New study: Greater Cincinnati leads in global shift toward innovation districts
In recent years, there has been a lot of talk about innovation districts—and for good reason. These dedicated urban zones provide the proximity and focused resources that entrepreneurs, educators, developers and business leaders need to work together for the greater good.
But while the world is waking up to their potential, innovation districts are hardly new for Greater Cincinnati. In 2004, leaders from various local sectors came together to form the Uptown Innovation Corridor, a strategic plan for concentrated investment at the intersection of Martin Luther King Drive and I-71, located just one mile north of downtown Cincinnati.
Not long after, a partnership between the University of Cincinnati and Procter & Gamble produced the 1819 Innovation Hub, a mixed-use space for tenants that range from large-scale companies like Cincinnati Bell to smaller startups like Amplify Sciences, whose advanced flu test is capturing seed funding from Cincinnati to San Francisco.
Stories like these offer more evidence that the Uptown Innovation Corridor is making good on its promise to foster what UC Chief Innovation Officer David Adams calls “creative collisions” between research, industry and talent. And now, a new study from Brookings Institution further validates that claim, listing Cincinnati among only 20 U.S. markets and 100 cities worldwide at the forefront of “a new geography of innovation.”
In The Evolution of Innovation Districts—a follow up to 2014’s The Rise of Innovation Districts—authors and social scientists Bruce Katz, Julie Wagner, and Thomas Osha detail a recent global shift that’s uprooting the next-generation innovation long held in isolated corporate campuses (think Silicon Valley) and placing it smack-dab in highly trafficked urban centers like Uptown Cincinnati that are adjacent to housing, office space and retail.
When an innovation district is firing on all cylinders, say the authors, the impact is evident. For starters, its economic, physical, and social networking assets interact to create new synergies—phenomena that’s certainly at play in the Uptown Consortium’s collaborative mission to aggregate funds for improving pedestrian and bicycle connectivity across the MLK and Reading corridors; stabilizing existing housing and business districts with balanced residential infill and creating a unified and distinctive district-wide brand identity.
Secondly, according to Katz and Wagner, successful innovation districts have strong organizational drivers, particularly in governance and financing. By introducing new collaborative spaces like the 1819 Innovation Hub, enhancing access to capital, and giving entrepreneurs diverse avenues for commercializing their inventions, Greater Cincinnati leaders showcase their commitment to intentionality, setting the stage for long-term future growth and success in the Uptown Innovation Corridor.
And finally, the study states, an innovation district is operating the way it should when it demonstrates inclusivity and an equitable approach to social innovation. Our region began responding more than a decade ago to the serious challenge of building wealth by enabling minority business ownership and entrepreneurialism. The ongoing effects of that investment are evident in activity by groups like MORTAR, who last May moved its nine-week Uptown minority business accelerator program to the 1819 Innovation Hub from its headquarters in nearby Over-the-Rhine—a signal of more good things to come.

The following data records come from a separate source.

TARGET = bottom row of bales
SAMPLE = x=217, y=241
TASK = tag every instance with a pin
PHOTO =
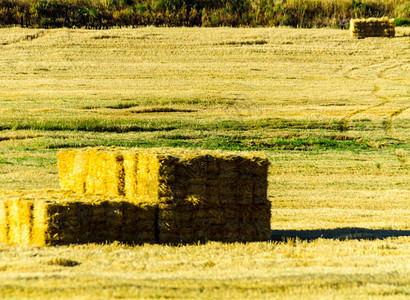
x=60, y=218
x=372, y=27
x=56, y=218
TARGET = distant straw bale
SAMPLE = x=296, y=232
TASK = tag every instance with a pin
x=372, y=27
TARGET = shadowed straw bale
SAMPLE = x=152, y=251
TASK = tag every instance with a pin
x=372, y=27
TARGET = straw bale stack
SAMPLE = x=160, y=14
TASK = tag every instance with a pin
x=58, y=217
x=193, y=195
x=372, y=27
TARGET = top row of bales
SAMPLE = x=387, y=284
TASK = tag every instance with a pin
x=166, y=175
x=372, y=27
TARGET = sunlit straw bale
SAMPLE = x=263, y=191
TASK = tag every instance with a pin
x=4, y=223
x=372, y=27
x=197, y=193
x=53, y=218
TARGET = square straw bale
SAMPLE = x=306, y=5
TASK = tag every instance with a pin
x=95, y=180
x=130, y=174
x=79, y=172
x=14, y=221
x=26, y=220
x=138, y=223
x=114, y=173
x=372, y=27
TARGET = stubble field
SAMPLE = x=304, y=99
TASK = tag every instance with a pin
x=330, y=112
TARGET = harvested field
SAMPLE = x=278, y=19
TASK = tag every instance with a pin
x=331, y=114
x=372, y=27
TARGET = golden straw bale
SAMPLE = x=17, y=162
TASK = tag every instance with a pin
x=372, y=27
x=14, y=221
x=4, y=222
x=61, y=217
x=26, y=220
x=80, y=172
x=96, y=181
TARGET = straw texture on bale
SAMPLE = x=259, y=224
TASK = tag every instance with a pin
x=58, y=217
x=372, y=27
x=200, y=195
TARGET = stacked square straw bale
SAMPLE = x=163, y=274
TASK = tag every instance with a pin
x=200, y=195
x=61, y=217
x=372, y=27
x=138, y=196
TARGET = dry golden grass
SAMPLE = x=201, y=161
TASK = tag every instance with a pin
x=330, y=112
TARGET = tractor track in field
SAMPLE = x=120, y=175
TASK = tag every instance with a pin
x=375, y=92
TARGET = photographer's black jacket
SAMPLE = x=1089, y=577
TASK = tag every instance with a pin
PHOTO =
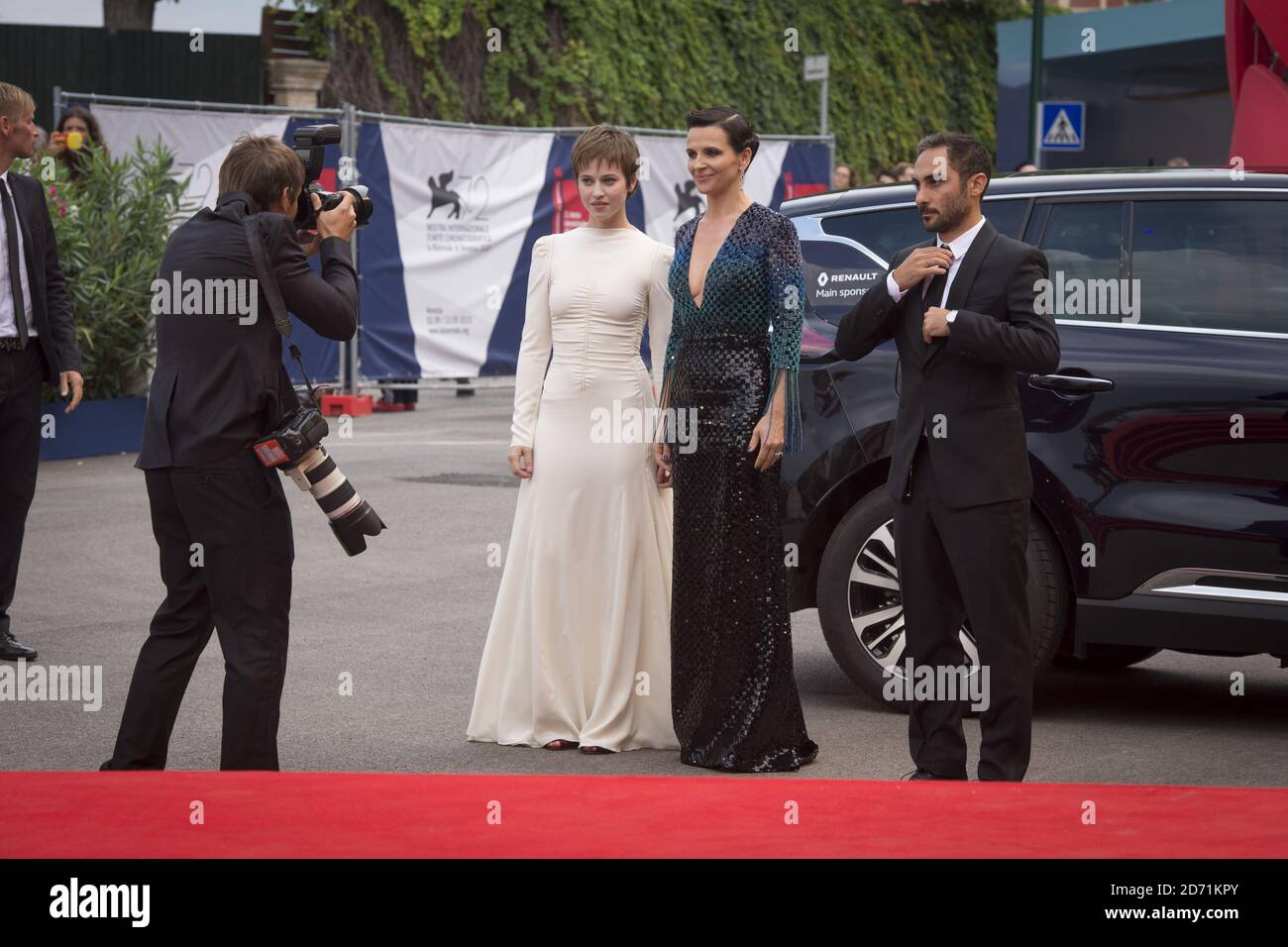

As the study further illustrates, the rise of successful innovation districts has the power to advance prosperity on a regional scale, making the Uptown Innovation Corridor another shining example of what our region’s signature collaborative spirit can accomplish. Our elected officials, business leaders, education institutions, nonprofit organizations, and local community groups are coming together for continued economic success in Greater Cincinnati—and the world is paying attention.